Mi fermo qui. Voglio far riflettere sulle matrici culturali delle persone e sul fatto che, spesso, non c’è bisogno che qualcuno commetta una nefandezza in un secondo tempo allorquando è sufficiente un primo tempo per poterla prevedere. Le debolezze di Papini erano implicite già nei primi scritti – si accorge che qualcosa in scienza ed in filosofia non va, ma non ne individua bene le origini e così si butta nella finta alternativa costituita dalle culture mistiche ed esoteriche che costituiscono una falla ben aperta da cui s’intrufolerà il fascismo -, negli scritti più maturi diventano sempre più esplicite. La protervia di Heidegger e la sua convinta passione per l’autoritarismo – checché sia purché sia “risoluto” – costituiscono fin dal primo scritto la matrice con cui scriverà il resto suggerendo altresì le scelte della sua vita.

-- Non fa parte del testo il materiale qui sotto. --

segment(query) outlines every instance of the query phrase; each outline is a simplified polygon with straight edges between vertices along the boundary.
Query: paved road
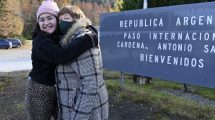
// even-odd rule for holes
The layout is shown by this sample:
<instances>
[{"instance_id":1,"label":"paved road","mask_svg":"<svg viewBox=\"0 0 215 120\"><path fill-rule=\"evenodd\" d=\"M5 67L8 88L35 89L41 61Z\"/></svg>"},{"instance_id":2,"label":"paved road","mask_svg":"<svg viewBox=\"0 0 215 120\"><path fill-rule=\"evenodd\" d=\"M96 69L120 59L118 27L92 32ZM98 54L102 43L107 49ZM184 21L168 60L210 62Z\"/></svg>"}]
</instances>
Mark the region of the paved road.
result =
<instances>
[{"instance_id":1,"label":"paved road","mask_svg":"<svg viewBox=\"0 0 215 120\"><path fill-rule=\"evenodd\" d=\"M31 69L32 65L30 56L30 49L0 49L0 72L11 72Z\"/></svg>"}]
</instances>

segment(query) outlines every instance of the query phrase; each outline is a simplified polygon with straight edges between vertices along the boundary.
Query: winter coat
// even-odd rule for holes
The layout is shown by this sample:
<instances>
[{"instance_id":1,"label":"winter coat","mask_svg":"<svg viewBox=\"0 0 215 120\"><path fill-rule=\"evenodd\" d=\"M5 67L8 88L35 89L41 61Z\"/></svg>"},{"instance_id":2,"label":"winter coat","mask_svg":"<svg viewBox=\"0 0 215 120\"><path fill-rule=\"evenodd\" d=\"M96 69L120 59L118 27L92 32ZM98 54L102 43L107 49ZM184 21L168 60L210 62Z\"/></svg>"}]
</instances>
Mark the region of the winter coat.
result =
<instances>
[{"instance_id":1,"label":"winter coat","mask_svg":"<svg viewBox=\"0 0 215 120\"><path fill-rule=\"evenodd\" d=\"M62 39L62 46L95 33L88 19L78 20ZM107 120L108 93L103 80L99 47L91 48L56 69L60 120Z\"/></svg>"},{"instance_id":2,"label":"winter coat","mask_svg":"<svg viewBox=\"0 0 215 120\"><path fill-rule=\"evenodd\" d=\"M37 83L53 86L55 84L55 68L74 60L81 53L94 46L95 34L79 37L71 42L67 48L62 49L59 44L58 34L47 34L42 32L39 25L33 32L32 43L32 70L29 74L31 79ZM88 40L91 39L91 40ZM92 42L93 41L93 42Z\"/></svg>"}]
</instances>

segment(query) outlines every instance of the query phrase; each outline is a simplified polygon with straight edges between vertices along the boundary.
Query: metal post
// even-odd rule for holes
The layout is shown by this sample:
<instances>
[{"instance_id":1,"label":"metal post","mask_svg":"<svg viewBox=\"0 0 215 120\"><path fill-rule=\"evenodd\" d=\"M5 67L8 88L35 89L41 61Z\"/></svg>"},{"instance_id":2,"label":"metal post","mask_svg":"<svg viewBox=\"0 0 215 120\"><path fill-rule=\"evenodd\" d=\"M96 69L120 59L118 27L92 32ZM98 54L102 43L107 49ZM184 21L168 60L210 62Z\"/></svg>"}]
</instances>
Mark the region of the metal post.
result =
<instances>
[{"instance_id":1,"label":"metal post","mask_svg":"<svg viewBox=\"0 0 215 120\"><path fill-rule=\"evenodd\" d=\"M144 0L143 1L143 9L147 9L148 8L148 0Z\"/></svg>"},{"instance_id":2,"label":"metal post","mask_svg":"<svg viewBox=\"0 0 215 120\"><path fill-rule=\"evenodd\" d=\"M120 73L120 87L124 87L125 75L123 72Z\"/></svg>"},{"instance_id":3,"label":"metal post","mask_svg":"<svg viewBox=\"0 0 215 120\"><path fill-rule=\"evenodd\" d=\"M187 92L187 91L188 91L188 89L187 89L187 84L186 84L186 83L183 83L183 85L184 85L184 92Z\"/></svg>"}]
</instances>

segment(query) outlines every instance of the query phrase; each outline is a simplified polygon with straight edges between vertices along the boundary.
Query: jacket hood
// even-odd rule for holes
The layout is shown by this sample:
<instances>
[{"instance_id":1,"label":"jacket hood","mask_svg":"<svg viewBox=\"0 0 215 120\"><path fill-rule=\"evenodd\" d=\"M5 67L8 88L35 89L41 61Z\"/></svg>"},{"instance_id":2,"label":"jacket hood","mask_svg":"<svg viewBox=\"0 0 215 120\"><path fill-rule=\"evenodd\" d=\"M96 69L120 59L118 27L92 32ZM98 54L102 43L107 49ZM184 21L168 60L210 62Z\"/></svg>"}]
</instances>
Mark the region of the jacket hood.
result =
<instances>
[{"instance_id":1,"label":"jacket hood","mask_svg":"<svg viewBox=\"0 0 215 120\"><path fill-rule=\"evenodd\" d=\"M67 45L70 38L80 29L86 28L91 25L91 21L88 18L81 18L76 21L76 23L68 30L67 34L63 37L61 43Z\"/></svg>"}]
</instances>

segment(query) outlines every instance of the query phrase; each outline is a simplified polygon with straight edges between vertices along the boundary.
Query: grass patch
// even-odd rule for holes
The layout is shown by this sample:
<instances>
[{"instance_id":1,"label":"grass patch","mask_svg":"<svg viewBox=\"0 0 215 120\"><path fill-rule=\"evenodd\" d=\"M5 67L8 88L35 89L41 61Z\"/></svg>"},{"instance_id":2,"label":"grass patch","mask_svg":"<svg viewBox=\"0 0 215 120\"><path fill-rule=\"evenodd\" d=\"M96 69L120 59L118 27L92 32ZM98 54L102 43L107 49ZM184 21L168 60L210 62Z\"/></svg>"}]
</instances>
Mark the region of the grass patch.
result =
<instances>
[{"instance_id":1,"label":"grass patch","mask_svg":"<svg viewBox=\"0 0 215 120\"><path fill-rule=\"evenodd\" d=\"M119 88L119 82L116 80L107 80L106 84L109 94L116 95L119 101L129 99L137 103L151 104L158 113L177 115L188 119L214 118L214 108L159 91L160 88L171 88L169 85L172 85L173 89L181 89L183 84L153 80L152 85L140 86L131 80L126 80L123 89Z\"/></svg>"}]
</instances>

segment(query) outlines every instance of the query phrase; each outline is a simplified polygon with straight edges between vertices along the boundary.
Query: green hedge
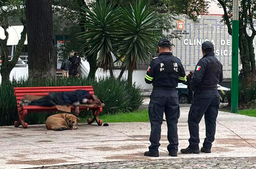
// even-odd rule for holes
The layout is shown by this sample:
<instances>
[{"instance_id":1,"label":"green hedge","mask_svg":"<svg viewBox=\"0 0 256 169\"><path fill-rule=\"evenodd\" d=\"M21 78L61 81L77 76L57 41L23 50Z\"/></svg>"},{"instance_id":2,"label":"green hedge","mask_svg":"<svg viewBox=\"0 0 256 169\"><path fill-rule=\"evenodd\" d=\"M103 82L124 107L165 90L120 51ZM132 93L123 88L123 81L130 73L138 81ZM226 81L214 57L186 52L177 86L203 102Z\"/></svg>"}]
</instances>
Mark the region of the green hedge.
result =
<instances>
[{"instance_id":1,"label":"green hedge","mask_svg":"<svg viewBox=\"0 0 256 169\"><path fill-rule=\"evenodd\" d=\"M104 113L114 114L117 112L132 111L137 109L142 103L140 86L128 84L124 80L110 78L98 81L85 78L58 79L47 80L27 80L21 79L8 85L0 86L0 126L12 125L17 119L16 100L14 95L15 87L59 86L92 85L95 94L106 103ZM89 113L82 112L81 115ZM26 122L29 124L43 123L50 113L30 113Z\"/></svg>"}]
</instances>

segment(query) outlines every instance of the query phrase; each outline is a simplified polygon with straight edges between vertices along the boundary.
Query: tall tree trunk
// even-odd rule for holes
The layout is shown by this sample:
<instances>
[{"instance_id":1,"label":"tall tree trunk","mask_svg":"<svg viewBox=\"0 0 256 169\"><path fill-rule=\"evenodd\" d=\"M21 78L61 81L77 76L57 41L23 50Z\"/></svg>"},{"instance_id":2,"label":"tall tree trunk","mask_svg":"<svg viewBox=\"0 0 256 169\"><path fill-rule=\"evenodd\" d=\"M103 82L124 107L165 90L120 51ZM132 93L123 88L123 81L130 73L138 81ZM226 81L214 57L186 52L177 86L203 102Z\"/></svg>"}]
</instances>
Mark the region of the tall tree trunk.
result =
<instances>
[{"instance_id":1,"label":"tall tree trunk","mask_svg":"<svg viewBox=\"0 0 256 169\"><path fill-rule=\"evenodd\" d=\"M111 79L114 79L115 76L114 75L114 71L111 66L110 66L109 68L109 73L110 74L110 77L111 78Z\"/></svg>"},{"instance_id":2,"label":"tall tree trunk","mask_svg":"<svg viewBox=\"0 0 256 169\"><path fill-rule=\"evenodd\" d=\"M253 40L246 38L242 28L244 23L240 22L239 44L244 78L244 84L246 87L250 88L254 86L256 75Z\"/></svg>"},{"instance_id":3,"label":"tall tree trunk","mask_svg":"<svg viewBox=\"0 0 256 169\"><path fill-rule=\"evenodd\" d=\"M52 5L51 0L26 0L30 79L56 78Z\"/></svg>"},{"instance_id":4,"label":"tall tree trunk","mask_svg":"<svg viewBox=\"0 0 256 169\"><path fill-rule=\"evenodd\" d=\"M127 81L129 84L132 84L132 73L133 72L133 68L130 66L128 68L128 78Z\"/></svg>"},{"instance_id":5,"label":"tall tree trunk","mask_svg":"<svg viewBox=\"0 0 256 169\"><path fill-rule=\"evenodd\" d=\"M121 79L122 77L123 77L123 75L124 74L124 72L125 70L125 68L124 67L122 67L121 71L121 72L120 72L120 74L119 74L119 75L118 76L118 78L117 78L118 80L120 80Z\"/></svg>"},{"instance_id":6,"label":"tall tree trunk","mask_svg":"<svg viewBox=\"0 0 256 169\"><path fill-rule=\"evenodd\" d=\"M7 45L6 44L4 44L4 42L3 42L1 43L1 59L2 60L2 63L1 67L1 70L0 72L1 75L2 76L2 80L1 84L2 84L4 83L10 83L10 73L11 71L8 71L8 54L7 52ZM6 41L6 43L7 40Z\"/></svg>"}]
</instances>

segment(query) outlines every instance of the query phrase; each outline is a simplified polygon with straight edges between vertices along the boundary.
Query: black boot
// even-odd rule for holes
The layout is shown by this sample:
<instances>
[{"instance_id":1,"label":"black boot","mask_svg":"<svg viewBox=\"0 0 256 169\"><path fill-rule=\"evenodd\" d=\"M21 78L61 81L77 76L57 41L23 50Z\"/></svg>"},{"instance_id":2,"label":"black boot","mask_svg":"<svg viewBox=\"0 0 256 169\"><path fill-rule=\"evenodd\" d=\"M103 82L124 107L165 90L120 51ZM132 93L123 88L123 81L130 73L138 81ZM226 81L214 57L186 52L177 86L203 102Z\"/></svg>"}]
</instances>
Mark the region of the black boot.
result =
<instances>
[{"instance_id":1,"label":"black boot","mask_svg":"<svg viewBox=\"0 0 256 169\"><path fill-rule=\"evenodd\" d=\"M203 152L205 153L211 153L211 149L205 149L204 147L202 147L200 150L201 152Z\"/></svg>"},{"instance_id":2,"label":"black boot","mask_svg":"<svg viewBox=\"0 0 256 169\"><path fill-rule=\"evenodd\" d=\"M146 152L144 153L144 156L145 156L150 157L159 157L159 154L158 153L154 153L150 151Z\"/></svg>"},{"instance_id":3,"label":"black boot","mask_svg":"<svg viewBox=\"0 0 256 169\"><path fill-rule=\"evenodd\" d=\"M200 153L200 151L199 150L199 148L192 148L190 146L189 146L188 148L185 149L181 149L180 150L181 153L184 154L198 154Z\"/></svg>"}]
</instances>

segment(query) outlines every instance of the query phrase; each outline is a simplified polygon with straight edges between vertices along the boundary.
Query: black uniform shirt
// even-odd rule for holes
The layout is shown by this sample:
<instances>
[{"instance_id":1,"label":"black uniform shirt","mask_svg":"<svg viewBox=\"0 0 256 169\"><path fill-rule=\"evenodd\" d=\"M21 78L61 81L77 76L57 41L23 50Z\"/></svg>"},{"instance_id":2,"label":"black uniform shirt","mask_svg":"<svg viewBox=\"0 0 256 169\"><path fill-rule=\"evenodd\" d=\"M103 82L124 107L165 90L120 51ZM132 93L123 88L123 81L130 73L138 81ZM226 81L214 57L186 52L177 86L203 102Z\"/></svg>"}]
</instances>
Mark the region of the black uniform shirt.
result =
<instances>
[{"instance_id":1,"label":"black uniform shirt","mask_svg":"<svg viewBox=\"0 0 256 169\"><path fill-rule=\"evenodd\" d=\"M186 73L180 59L172 52L163 52L151 61L145 81L154 86L175 87L178 83L187 80Z\"/></svg>"},{"instance_id":2,"label":"black uniform shirt","mask_svg":"<svg viewBox=\"0 0 256 169\"><path fill-rule=\"evenodd\" d=\"M201 90L217 89L223 80L222 65L214 52L205 55L198 62L190 82L191 88Z\"/></svg>"}]
</instances>

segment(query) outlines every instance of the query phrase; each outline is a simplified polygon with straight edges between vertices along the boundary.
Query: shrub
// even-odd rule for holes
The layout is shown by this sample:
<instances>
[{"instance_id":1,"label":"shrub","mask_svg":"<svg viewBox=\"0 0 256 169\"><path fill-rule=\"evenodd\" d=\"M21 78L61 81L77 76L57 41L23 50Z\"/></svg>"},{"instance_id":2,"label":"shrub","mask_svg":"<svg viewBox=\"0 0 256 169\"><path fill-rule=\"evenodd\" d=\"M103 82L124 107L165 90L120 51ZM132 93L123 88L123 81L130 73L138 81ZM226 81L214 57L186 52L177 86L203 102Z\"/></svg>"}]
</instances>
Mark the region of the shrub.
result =
<instances>
[{"instance_id":1,"label":"shrub","mask_svg":"<svg viewBox=\"0 0 256 169\"><path fill-rule=\"evenodd\" d=\"M75 78L46 80L21 79L14 81L10 85L0 86L0 126L12 125L14 121L18 119L16 100L14 95L14 87L86 85L92 85L95 94L105 102L104 113L132 111L142 104L140 87L135 84L129 85L124 80L111 78L101 79L97 81ZM88 114L85 112L81 112L81 114L82 116ZM43 123L50 115L50 113L29 113L26 121L30 124Z\"/></svg>"},{"instance_id":2,"label":"shrub","mask_svg":"<svg viewBox=\"0 0 256 169\"><path fill-rule=\"evenodd\" d=\"M229 106L230 106L231 91L229 91L226 94L227 98L229 103ZM238 91L238 101L240 108L254 108L256 107L255 100L256 100L256 83L254 86L251 87L246 87L244 79L243 78L240 78L239 81Z\"/></svg>"}]
</instances>

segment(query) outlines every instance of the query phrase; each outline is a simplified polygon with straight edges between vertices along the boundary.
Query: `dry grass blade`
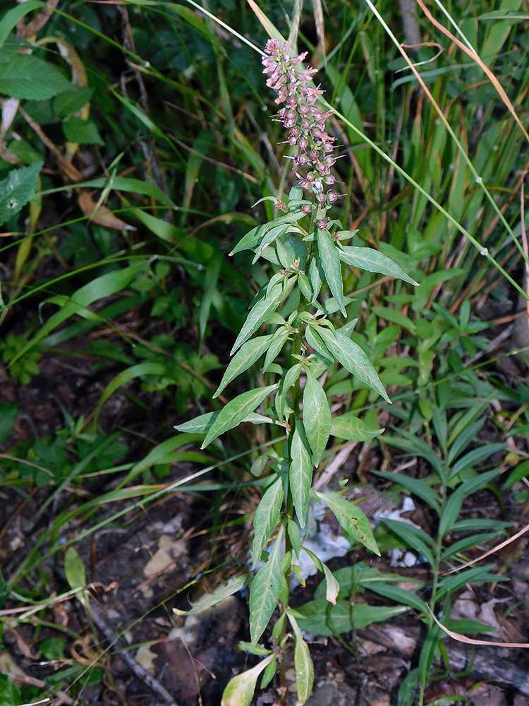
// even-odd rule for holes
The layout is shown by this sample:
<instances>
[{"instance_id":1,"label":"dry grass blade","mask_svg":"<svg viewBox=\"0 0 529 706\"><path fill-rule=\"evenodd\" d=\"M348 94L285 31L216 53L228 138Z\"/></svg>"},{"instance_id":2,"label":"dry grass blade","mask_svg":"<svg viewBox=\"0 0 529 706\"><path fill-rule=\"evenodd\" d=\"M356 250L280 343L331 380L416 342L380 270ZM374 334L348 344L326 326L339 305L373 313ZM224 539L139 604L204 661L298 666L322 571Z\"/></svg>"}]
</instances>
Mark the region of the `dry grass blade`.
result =
<instances>
[{"instance_id":1,"label":"dry grass blade","mask_svg":"<svg viewBox=\"0 0 529 706\"><path fill-rule=\"evenodd\" d=\"M523 647L523 649L529 648L529 642L493 642L490 640L474 640L472 638L467 638L466 635L461 635L460 633L454 633L453 630L449 630L448 628L440 623L437 618L435 617L432 611L428 608L432 617L435 621L437 625L442 630L444 633L446 633L449 637L452 638L454 640L456 640L458 642L465 642L466 645L488 645L493 647Z\"/></svg>"}]
</instances>

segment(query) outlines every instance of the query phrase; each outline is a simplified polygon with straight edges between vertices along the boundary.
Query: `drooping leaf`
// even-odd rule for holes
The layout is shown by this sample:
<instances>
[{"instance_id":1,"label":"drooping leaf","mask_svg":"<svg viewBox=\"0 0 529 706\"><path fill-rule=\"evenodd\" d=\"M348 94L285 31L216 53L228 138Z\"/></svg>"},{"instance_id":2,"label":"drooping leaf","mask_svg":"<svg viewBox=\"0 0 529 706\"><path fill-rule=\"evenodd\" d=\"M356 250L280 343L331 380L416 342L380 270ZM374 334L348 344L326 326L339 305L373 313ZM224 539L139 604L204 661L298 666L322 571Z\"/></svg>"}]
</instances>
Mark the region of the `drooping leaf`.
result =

Il “dopo”, insomma, è insito nel “prima”, nel senso che, da un certo punto di vista, nel biologico c’è continuità ed ogni costruzione successiva si avvale di una costruzione precedente. Se questa è di un tipo, l’altra potrà sì cambiare ma non di molto. Non a caso ho sempre amato l’argomentazione fondamentale dell’anarchismo concernente la forma dell’organizzazione rivoluzionaria: se questa è strutturata in modo autoritario – fatto tipico nel “partito” – è pressoché certo che l’esito del processo cui questa forma darà vita sarà autoritario anch’esso.

Felice Accame

P.s.: Le citazioni di Papini sono tratte da Il non finito – Diario 1900 e scritti inediti giovanili, Le Lettere, Firenze 2005, pag. 148 e pag. 317. Per Heidegger, cfr. V. Farias, Heidegger e il nazismo, Boringhieri, Torino 1988, pp. 29-46.
L’argomentazione può anche essere letta come una battuta di risposta alla nota con cui, in “A” 309, mi si faceva notare che, “contrariamente” a me, la redazione della rivista non pensa che la “scelta successiva” di alcuni anarchici – finiti nel partito socialdemocratico o in dubbio “partito comunista nazionale” – “renda inevitabile qualche perplessità sul loro anarchismo” precedente.